May next visited Hong Kong for a theatrical appearance, and was then off to Singapore, where she performed at the Victoria Theatre. She went on to India to visit her “old friend,” the Maharaja of Cooch Behar, and gave several somewhat private “drawing room entertainments.” From there, she visited Ceylon and Australia before returning to the United States.
By late 1909 May was appearing in a routine called Silk Attire, which was basically the old monologue about her adventures with Hope and Strong. She played Atlantic City and other venues. She settled back in Oregon to establish residency so that she could formally divorce Strong. She filed papers, and without any response or dispute from Strong, the divorce was ordered by the Circuit Court of the State of Oregon on April 25, 1910.
That summer, May got help and encouragement from Evelyn Nesbit Thaw to get back on the stage.
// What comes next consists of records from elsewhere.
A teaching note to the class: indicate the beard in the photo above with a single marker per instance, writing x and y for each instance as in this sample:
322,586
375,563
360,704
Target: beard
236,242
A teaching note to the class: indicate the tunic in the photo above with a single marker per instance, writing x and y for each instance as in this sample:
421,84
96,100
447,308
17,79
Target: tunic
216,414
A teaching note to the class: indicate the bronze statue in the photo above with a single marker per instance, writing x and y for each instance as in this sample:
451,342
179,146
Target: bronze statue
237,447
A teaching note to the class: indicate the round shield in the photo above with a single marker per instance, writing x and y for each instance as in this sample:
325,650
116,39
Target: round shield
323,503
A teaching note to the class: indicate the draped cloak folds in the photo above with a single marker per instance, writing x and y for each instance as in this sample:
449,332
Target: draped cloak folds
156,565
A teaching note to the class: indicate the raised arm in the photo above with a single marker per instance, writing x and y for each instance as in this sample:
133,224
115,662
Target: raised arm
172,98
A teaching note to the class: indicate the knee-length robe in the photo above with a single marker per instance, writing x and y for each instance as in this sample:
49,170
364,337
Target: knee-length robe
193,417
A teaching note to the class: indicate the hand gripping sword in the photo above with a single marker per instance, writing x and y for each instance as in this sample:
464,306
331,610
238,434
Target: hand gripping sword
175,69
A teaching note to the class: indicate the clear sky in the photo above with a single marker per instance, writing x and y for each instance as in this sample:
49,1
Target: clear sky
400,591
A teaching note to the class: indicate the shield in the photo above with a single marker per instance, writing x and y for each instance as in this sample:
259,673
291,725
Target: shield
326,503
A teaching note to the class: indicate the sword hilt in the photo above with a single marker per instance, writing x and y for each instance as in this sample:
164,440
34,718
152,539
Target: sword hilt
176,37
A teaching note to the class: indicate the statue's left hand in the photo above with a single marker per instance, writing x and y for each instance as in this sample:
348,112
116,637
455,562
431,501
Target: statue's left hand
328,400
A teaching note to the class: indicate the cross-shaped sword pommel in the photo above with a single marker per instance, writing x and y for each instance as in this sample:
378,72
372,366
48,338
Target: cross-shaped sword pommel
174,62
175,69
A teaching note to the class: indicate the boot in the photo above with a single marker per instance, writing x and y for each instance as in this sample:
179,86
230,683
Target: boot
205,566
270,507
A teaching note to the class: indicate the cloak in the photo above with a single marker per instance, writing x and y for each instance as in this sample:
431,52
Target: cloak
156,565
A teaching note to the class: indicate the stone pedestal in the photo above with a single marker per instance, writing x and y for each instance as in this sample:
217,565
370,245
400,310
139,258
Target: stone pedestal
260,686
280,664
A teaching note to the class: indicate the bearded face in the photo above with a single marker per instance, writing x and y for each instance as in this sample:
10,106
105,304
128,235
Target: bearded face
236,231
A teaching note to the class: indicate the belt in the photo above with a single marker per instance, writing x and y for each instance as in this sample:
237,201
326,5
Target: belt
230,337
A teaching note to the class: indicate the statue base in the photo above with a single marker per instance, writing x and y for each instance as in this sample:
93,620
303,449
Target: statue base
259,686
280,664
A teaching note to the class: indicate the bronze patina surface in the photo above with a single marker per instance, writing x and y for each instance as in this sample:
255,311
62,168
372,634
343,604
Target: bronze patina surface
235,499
Said May, “I’m going back to the stage to show them I’m not a has-been.”18 She lined up appearances in San Francisco. They were in small venues, cafes, and restaurants. Performing in one she was singing “Bring me a Rose” and had reached the words “I’m so tired of violets; take them all away” when she was stricken with a paralytic attack and literally fell off her chair. Physicians came to her aid, and though the effects seemed temporary, she was incapable of performing. Public attention again came her way, pointing to the unlucky diamond and to her failed marriages. One newspaper, heralding her demise, headlined its story “May Yohe nearing the end o
f a career speckled with sin.”19
May recovered and rumors of another marriage surfaced almost immediately. Now she was supposed to have married F. M. Reynolds, a musician in a touring musical comedy company. Reynolds denied the marriage.
In 1910, another chapter in the Hope diamond tale was added when it came into the possession of the Cartier brothers. Pierre, Louis, and Jacques were prominent Parisian jewelers with a prestigious list of royal and wealthy customers from Europe, India, and America.
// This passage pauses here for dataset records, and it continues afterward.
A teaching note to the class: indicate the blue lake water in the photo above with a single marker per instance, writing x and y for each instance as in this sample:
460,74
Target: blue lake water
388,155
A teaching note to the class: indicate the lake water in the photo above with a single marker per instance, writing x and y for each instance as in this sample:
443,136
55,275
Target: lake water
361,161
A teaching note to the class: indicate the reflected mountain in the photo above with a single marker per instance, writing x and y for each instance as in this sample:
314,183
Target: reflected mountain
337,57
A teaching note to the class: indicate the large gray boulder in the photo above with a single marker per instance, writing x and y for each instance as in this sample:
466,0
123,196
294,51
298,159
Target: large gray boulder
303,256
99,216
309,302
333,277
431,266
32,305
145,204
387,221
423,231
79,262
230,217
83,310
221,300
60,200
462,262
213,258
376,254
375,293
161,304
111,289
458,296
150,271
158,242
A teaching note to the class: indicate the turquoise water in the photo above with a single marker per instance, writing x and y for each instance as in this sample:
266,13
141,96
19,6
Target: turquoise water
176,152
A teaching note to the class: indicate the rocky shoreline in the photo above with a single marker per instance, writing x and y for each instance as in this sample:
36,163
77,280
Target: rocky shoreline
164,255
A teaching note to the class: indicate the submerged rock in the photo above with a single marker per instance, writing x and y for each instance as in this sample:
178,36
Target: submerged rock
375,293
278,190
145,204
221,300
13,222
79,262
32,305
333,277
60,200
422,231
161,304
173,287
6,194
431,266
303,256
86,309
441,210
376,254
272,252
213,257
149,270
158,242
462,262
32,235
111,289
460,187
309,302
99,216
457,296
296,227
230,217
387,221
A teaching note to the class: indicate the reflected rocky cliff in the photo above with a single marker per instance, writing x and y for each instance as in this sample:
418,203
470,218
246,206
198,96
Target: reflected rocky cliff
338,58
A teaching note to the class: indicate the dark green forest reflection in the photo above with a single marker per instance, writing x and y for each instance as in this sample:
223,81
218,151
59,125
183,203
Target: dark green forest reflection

The brothers were at the center of yet another Orientalist period of jewelry design, fashion, and cultural movement in Europe. Things Indian were all the rage. The brothers were familiar with the Indian origins of the Hope diamond, Tavernier’s diaries, and Indian gemological texts recently translated from Sanskrit into French. The Cartiers were also intrigued with Wilkie Collins’ The Moonstone. They took the tale of the cursed yellow moonstone and grafted it anew onto the 1909 London Times article about the unlucky blue diamond to craft their exotic story of the Hope diamond for one of their American customers—Evalyn Walsh McLean.
May Yohe as a vaudeville actress, c. 1909. (photo credit 11.2)
May Yohe on the vaudeville circuit, c. 1910, with a 1926 inscription and signature. (photo credit 11.3)
Evalyn and her husband Edward (“Ned”) were vacationing in France, staying at the Hotel Bristol in Paris in September 1910. The couple was in their mid-twenties, alcoholic, very spoiled, and very wealthy. Ned McLean was the son of the affluent owners of the Washington Post. Evalyn was the daughter of Thomas Walsh, a gold miner who struck it very rich and was called “the Colorado Monte Cristo.” Pierre Cartier knew the couple; his firm had sold them the “Star of the East,” a 94¾ carat diamond, for $120,000 during their honeymoon two years earlier.